Introït du cinquième dimanche de Carême
Photo d’entête
Rends-moi justice, mon Dieu …
Guercino (1591-1666), « Jésus et la femme adultère » (1621), Huile sur toile (98,2x122,7 cm), Dulwich Picture Gallery, Londres (Photo Wikimedia commons)
La lumière de la Vérité va bientôt rendre justice aux opprimés
Le cinquième dimanche de Carême introduit dans le Temps de la Passion.

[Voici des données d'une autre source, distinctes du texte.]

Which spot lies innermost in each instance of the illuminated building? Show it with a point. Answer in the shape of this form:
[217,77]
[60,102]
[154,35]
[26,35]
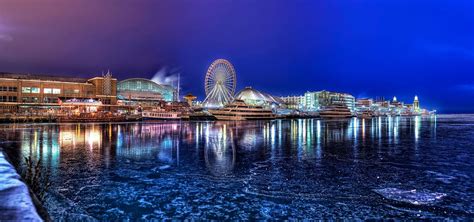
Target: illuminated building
[311,100]
[320,99]
[364,102]
[189,98]
[293,102]
[139,91]
[416,104]
[25,91]
[254,97]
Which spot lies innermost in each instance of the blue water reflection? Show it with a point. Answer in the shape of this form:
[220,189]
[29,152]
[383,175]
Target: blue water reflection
[305,168]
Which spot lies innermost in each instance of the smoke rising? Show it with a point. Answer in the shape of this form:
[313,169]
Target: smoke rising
[167,76]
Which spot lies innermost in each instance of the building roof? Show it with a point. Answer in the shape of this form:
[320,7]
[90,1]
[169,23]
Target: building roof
[252,94]
[41,77]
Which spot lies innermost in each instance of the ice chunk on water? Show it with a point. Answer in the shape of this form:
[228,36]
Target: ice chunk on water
[165,167]
[410,196]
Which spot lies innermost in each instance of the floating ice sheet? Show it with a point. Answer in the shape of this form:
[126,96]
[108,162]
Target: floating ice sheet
[414,196]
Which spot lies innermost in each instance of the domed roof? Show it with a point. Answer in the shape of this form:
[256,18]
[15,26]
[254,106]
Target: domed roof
[253,96]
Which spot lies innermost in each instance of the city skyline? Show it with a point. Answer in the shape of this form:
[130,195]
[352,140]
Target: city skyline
[368,52]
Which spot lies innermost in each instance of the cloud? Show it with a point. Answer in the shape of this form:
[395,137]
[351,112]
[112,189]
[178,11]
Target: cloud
[5,38]
[451,49]
[165,75]
[466,87]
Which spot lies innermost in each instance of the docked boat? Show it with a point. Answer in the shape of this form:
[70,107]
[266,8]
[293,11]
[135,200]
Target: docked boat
[159,114]
[238,110]
[336,111]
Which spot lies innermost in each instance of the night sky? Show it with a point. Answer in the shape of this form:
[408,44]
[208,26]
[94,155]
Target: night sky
[367,48]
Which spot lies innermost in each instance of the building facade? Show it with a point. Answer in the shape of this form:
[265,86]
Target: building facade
[293,102]
[19,91]
[139,91]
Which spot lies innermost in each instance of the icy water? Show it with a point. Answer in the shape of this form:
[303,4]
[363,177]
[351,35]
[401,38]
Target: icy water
[282,169]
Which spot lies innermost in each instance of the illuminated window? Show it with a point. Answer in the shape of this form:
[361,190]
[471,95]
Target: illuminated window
[35,90]
[26,89]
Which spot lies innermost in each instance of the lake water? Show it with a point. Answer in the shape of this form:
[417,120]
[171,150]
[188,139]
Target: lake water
[282,169]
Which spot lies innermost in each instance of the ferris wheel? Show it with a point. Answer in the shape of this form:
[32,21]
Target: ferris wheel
[219,83]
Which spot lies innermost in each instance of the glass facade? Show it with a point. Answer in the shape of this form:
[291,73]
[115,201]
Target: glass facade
[145,89]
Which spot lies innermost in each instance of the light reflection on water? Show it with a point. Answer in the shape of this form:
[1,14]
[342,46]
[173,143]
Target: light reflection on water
[323,160]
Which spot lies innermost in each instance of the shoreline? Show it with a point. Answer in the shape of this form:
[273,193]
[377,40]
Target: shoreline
[18,202]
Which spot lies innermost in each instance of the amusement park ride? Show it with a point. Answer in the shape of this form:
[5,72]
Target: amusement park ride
[220,84]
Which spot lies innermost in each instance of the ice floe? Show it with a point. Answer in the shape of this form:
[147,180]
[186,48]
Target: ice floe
[414,196]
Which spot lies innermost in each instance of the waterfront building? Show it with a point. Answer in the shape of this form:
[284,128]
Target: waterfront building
[144,92]
[256,98]
[365,102]
[416,104]
[318,100]
[293,102]
[19,92]
[311,101]
[189,98]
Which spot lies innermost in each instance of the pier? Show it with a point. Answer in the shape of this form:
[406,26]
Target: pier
[16,204]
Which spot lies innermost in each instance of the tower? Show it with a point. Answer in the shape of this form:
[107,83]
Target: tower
[416,104]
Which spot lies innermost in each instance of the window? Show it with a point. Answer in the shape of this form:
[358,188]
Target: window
[71,91]
[29,99]
[30,89]
[50,100]
[26,89]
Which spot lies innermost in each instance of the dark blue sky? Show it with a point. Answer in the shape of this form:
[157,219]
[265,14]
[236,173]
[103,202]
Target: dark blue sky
[364,47]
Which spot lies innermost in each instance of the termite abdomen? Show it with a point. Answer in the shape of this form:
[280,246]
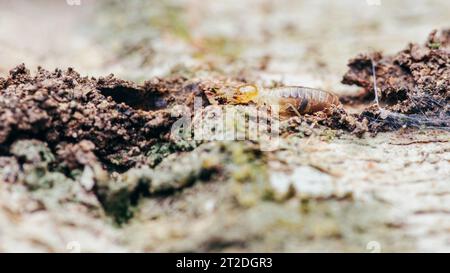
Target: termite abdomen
[304,100]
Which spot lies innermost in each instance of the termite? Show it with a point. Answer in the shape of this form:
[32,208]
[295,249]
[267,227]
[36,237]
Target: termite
[291,100]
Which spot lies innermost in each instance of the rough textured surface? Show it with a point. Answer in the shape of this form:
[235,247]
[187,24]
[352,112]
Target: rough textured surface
[322,189]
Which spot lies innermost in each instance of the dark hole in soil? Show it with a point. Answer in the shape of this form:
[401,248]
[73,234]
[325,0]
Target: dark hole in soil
[135,98]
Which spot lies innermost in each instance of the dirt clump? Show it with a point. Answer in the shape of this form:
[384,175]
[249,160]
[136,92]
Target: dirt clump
[120,119]
[413,85]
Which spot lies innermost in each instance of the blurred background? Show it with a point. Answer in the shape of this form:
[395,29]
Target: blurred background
[297,42]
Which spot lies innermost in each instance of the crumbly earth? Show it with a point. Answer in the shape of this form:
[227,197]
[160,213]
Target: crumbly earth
[104,175]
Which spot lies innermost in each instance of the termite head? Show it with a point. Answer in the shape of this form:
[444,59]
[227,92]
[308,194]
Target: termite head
[246,93]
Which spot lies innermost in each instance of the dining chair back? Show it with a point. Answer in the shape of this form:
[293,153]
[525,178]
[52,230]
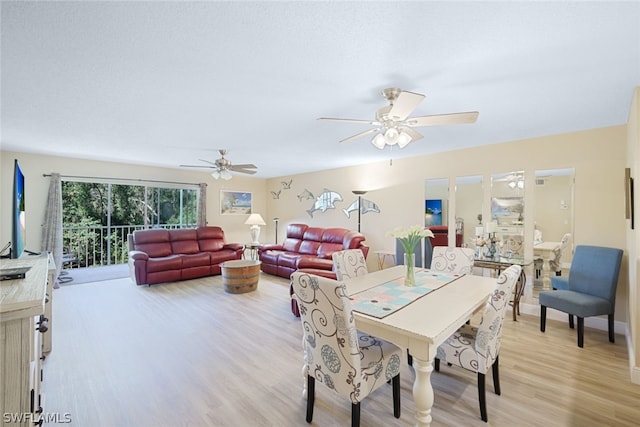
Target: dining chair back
[591,288]
[350,363]
[477,348]
[349,263]
[452,259]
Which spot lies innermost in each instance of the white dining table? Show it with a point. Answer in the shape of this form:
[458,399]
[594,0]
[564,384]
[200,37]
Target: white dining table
[423,325]
[545,249]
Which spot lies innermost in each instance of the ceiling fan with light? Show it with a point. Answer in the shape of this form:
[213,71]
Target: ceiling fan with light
[223,167]
[392,124]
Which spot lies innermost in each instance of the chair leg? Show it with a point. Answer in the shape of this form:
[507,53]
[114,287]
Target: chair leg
[496,376]
[395,381]
[612,337]
[355,414]
[311,382]
[580,331]
[571,321]
[482,398]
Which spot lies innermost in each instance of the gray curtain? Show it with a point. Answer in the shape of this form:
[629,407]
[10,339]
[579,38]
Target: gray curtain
[52,229]
[202,205]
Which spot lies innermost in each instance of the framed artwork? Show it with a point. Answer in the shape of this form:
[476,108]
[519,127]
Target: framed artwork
[432,212]
[235,202]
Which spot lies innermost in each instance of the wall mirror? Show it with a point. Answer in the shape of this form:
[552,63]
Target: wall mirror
[507,213]
[553,213]
[469,195]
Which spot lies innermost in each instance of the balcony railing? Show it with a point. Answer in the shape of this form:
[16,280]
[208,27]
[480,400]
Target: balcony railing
[91,246]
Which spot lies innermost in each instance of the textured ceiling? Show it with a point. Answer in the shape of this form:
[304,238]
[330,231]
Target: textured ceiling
[167,83]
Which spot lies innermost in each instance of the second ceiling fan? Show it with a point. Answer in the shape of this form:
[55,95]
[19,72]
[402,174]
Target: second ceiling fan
[393,124]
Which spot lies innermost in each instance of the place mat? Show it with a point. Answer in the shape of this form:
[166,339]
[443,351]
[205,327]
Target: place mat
[389,297]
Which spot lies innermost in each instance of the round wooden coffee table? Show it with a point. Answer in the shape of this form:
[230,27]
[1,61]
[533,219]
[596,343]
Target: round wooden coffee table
[240,276]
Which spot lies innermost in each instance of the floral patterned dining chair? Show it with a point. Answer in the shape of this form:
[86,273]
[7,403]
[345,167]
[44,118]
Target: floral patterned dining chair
[349,263]
[452,259]
[348,362]
[477,349]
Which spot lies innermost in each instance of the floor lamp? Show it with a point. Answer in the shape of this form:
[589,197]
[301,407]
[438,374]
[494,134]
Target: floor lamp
[359,193]
[276,219]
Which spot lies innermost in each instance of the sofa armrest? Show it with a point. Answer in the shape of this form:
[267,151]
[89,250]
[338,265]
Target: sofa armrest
[233,246]
[314,262]
[269,247]
[138,255]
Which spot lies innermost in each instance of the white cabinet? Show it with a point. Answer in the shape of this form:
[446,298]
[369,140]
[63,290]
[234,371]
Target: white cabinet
[23,304]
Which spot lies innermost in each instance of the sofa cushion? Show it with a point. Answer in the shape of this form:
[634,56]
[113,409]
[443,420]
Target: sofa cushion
[289,259]
[325,250]
[184,241]
[291,244]
[156,243]
[309,247]
[196,260]
[210,239]
[172,262]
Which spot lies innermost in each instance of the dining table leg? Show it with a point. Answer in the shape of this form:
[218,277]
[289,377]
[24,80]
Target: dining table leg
[423,391]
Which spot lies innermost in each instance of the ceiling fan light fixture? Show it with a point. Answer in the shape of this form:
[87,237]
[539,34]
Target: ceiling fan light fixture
[391,136]
[403,139]
[379,141]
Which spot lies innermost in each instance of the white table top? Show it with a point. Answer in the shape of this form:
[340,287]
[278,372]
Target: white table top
[546,246]
[429,320]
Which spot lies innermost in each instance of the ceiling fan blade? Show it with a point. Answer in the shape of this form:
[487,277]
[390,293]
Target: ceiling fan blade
[361,134]
[412,133]
[364,122]
[207,161]
[404,105]
[444,119]
[241,170]
[196,166]
[245,166]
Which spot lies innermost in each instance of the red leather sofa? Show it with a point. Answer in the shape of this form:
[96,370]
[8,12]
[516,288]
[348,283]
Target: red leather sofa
[159,255]
[308,248]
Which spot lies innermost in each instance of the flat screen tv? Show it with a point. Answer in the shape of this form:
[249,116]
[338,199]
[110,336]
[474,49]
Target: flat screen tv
[18,230]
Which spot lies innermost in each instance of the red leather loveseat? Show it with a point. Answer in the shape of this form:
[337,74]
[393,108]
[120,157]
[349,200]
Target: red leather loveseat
[159,255]
[309,248]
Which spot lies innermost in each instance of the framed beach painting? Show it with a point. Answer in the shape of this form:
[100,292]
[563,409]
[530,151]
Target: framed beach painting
[235,202]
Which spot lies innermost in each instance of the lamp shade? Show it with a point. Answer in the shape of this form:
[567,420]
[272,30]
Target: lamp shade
[255,219]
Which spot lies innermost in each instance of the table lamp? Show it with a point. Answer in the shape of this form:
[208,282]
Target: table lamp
[255,221]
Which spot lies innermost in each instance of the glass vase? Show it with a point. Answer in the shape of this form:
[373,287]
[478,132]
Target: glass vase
[409,269]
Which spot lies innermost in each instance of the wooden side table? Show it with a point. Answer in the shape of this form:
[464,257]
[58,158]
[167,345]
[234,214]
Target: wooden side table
[240,276]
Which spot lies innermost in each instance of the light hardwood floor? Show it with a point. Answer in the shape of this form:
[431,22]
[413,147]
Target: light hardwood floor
[189,354]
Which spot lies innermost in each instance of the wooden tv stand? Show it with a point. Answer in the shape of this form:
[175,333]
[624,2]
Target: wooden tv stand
[25,335]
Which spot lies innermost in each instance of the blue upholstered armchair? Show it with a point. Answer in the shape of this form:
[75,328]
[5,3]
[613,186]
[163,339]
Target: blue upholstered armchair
[590,289]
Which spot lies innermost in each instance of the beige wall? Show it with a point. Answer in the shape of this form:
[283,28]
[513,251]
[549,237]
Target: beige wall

L’heure de la délivrance approche ; c’est parce que le Christ a vécu jusqu’au bout la Vérité dans sa vie terrestre sans écarter le risque d’être condamné par ceux même qui prétendent la détenir, qu’il peut sauver ceux qui sont opprimés par leur condition.
Au-delà de l’esclavage du péché dans lequel les hommes iniques et trompeurs enferment les autres, la lumière de sa Vérité montre un chemin vers la montagne sainte, les demeures d’un Dieu qui compatit et pardonne, relève et ressuscite.

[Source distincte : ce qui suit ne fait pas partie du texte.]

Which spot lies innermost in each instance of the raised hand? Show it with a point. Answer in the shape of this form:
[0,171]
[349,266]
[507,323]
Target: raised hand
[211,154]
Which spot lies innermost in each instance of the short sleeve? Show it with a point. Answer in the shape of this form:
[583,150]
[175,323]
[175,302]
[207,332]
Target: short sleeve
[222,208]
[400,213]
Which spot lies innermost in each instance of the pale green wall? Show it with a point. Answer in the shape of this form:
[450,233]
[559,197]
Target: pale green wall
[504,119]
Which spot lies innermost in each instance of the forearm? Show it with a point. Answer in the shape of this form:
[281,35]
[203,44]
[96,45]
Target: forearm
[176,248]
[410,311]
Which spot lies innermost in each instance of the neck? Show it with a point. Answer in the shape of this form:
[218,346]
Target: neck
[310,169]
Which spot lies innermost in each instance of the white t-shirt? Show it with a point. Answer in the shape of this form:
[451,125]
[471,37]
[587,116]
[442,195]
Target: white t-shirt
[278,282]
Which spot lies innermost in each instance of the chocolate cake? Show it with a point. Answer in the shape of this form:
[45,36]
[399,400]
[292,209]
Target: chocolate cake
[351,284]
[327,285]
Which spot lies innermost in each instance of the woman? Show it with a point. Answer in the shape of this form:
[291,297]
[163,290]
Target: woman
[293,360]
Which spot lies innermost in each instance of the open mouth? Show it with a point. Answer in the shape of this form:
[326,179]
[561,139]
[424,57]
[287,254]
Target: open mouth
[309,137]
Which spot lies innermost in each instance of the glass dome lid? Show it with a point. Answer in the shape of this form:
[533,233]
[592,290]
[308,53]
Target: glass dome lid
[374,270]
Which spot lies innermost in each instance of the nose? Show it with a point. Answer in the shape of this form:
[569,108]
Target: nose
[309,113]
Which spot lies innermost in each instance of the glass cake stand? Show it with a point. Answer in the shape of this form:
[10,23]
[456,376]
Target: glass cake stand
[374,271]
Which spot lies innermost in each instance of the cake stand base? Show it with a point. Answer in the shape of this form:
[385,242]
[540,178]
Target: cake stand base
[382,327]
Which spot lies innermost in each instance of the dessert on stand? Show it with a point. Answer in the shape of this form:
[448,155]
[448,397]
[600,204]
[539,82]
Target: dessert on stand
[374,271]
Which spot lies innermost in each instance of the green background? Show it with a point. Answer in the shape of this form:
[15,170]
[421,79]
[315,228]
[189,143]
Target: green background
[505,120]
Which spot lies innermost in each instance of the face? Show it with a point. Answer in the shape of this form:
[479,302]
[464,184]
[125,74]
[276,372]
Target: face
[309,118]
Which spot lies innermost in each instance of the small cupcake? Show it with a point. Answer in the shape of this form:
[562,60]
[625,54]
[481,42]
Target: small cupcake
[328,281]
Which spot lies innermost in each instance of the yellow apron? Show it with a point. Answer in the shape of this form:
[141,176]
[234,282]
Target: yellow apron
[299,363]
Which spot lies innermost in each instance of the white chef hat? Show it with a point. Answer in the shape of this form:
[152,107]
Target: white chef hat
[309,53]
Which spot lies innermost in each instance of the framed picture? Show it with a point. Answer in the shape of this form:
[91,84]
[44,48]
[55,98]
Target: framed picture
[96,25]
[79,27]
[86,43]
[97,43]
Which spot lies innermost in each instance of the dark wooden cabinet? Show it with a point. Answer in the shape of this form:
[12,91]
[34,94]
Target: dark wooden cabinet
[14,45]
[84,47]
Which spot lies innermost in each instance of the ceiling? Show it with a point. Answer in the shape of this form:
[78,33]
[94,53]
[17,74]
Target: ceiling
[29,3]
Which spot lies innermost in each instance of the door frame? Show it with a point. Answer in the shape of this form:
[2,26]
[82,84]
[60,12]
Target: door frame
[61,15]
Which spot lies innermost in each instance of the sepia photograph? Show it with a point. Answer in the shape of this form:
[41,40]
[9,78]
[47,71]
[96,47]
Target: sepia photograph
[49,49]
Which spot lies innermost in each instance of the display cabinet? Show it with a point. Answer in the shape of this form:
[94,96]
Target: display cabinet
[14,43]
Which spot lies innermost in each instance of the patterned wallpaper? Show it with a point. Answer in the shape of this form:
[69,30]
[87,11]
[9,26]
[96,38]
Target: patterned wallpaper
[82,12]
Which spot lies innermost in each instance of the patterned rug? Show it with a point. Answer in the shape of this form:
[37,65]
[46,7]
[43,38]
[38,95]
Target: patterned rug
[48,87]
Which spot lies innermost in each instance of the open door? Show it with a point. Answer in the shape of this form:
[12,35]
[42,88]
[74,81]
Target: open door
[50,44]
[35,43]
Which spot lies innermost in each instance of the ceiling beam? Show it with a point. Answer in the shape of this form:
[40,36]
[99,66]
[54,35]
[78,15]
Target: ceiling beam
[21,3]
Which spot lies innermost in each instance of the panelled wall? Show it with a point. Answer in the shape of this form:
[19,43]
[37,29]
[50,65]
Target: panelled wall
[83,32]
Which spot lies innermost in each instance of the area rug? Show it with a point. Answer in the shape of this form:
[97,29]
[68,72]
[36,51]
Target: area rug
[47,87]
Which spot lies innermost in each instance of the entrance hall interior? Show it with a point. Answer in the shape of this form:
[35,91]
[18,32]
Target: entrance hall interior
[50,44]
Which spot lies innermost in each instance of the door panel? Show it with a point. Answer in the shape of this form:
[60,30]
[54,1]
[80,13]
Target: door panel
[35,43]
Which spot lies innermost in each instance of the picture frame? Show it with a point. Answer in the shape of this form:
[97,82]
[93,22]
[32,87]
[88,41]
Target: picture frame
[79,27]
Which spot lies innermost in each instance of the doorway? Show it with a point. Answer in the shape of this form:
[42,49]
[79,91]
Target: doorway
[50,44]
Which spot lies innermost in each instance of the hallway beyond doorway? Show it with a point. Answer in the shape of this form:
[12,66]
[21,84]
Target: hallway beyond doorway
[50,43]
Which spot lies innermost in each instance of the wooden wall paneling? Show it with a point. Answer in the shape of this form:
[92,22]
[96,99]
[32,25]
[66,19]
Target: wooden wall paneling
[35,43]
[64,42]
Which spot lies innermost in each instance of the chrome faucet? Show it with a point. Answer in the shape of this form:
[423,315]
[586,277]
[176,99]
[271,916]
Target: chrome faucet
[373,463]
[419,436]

L’évangile du jour (Jn 8, 1-11) montre justement une femme jetée en pâture par les scribes et les pharisiens en raison de sa vie dissolue. Jésus cherche la lumière en lui-même :
« Jésus s’était baissé et, du doigt écrivait sur la terre » (Jn 8, 6)
Jésus n’utilise pas la force d’un argument d’autorité, mais de vérité ; il renvoie scribes et pharisiens à leur conscience :
« Celui d’entre vous qui est sans péché, qu’il soit le premier à lui jeter une pierre. »
(Jn 8, 7)
Jésus échange très peu de mots avec cette femme ; si ce n’est d’une manière presque humoristique :
« Femme, où sont-ils donc ? Personne ne t’a condamnée ? » (Jn 8, 10)

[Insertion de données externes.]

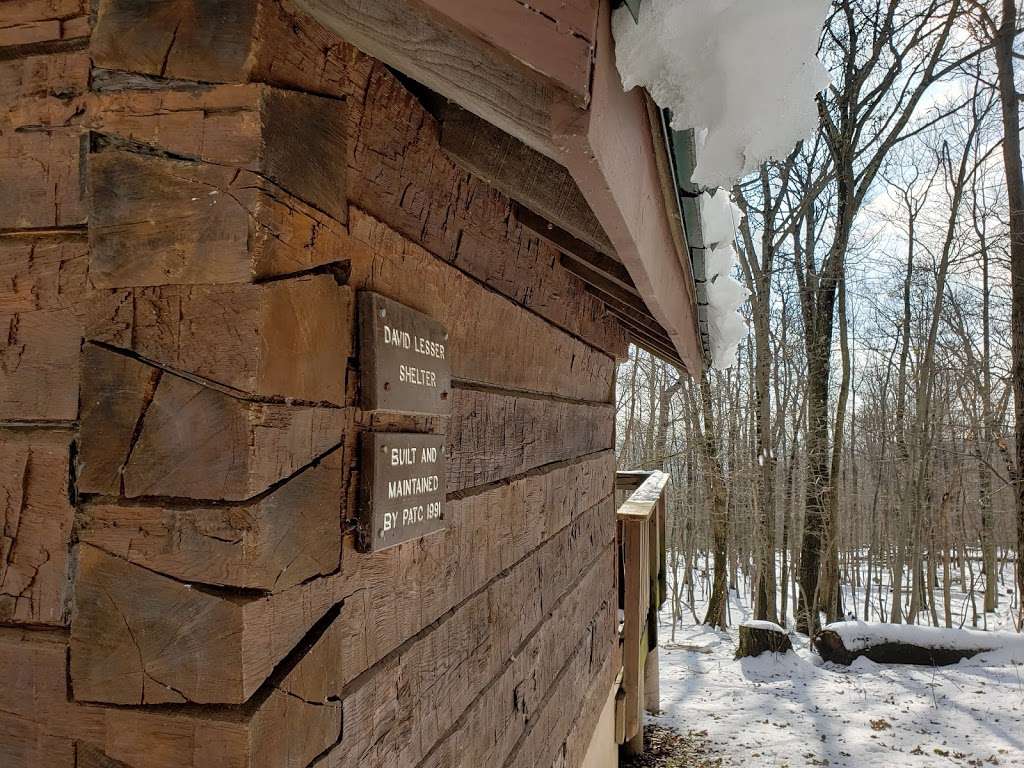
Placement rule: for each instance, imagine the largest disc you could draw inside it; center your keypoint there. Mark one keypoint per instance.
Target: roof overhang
(545, 75)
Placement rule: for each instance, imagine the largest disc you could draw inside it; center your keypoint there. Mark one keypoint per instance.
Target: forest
(860, 454)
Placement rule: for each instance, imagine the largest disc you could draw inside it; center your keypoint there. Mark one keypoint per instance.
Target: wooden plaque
(402, 488)
(403, 358)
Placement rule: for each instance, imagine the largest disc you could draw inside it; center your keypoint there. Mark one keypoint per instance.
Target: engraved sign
(403, 358)
(402, 488)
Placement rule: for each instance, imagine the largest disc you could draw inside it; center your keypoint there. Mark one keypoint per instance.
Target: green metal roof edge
(682, 158)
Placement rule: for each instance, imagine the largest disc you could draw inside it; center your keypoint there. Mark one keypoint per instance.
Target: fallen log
(887, 643)
(760, 637)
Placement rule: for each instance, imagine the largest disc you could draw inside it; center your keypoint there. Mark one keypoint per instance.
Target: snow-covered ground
(797, 711)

Ce n’est pas une condamnation mais le comportement de Jésus, tout en compréhension et délicatesse, qui lui apportera lumière et vérité sur sa vie :
« Moi non plus, je ne te condamne pas. Va, et désormais ne pèche plus. » (Jn 8, 11)
Maintenant elle peut dire avec le psalmiste :
« Envoie ta lumière et ta vérité
qu’elles me guident et me conduisent
à ta montagne sainte et dans tes demeures. » (Ps 42, 3)
Peut-être aura-t-elle entendu les paroles de Jésus qui suivent immédiatement dans le texte de l’évangile :
« Moi, je suis la lumière du monde. Celui qui me suit ne marchera pas dans les ténèbres, il aura la lumière de la vie. » (Jn 8, 12)
« Vous, vous jugez de façon purement humaine. Moi, je ne juge personne. » (Jn 8, 15)
Lucas Cranach l’Ancien (1472-1553), « Jésus et la femme adultère » (1532), Huile sur tilleul (82,5x121 cm), Musée des Beaux-Arts de Budapest (Photo Wikimedia commons)
Le texte de l’introït
Judica me, Deus, et discerne causam meam de gente non sancta:
ab homine iniquo et doloso erue me.
2 Quia tu es, Deus, fortitudo mea: quare me repulisti?
et quare tristis incedo, dum affligit me inimicus?
3 Emitte lucem tuam et veritatem tuam:
ipsa me deduxerunt, et adduxerunt
in montem sanctum tuum, et in tabernacula tua.
Rends-moi justice, mon Dieu et sépare ma cause de celle des gens impies ;
de l’homme inique et trompeur délivre-moi
parce que tu es mon Dieu et ma force
V/ Envoie ta lumière et ta vérité
qu’elles me guident et me conduisent
à ta montagne sainte et dans tes demeures.
Ce texte reprend les versets 1, 2 et 3 du psaume 42. Toutefois il a laissé de côté la 2nde partie du verset 2.
« Pourquoi me rejeter ? Pourquoi vais-je assombri pendant que l’ennemi m’afflige ? »
L’accent de l’introït est mis sur la seule confiance en Dieu.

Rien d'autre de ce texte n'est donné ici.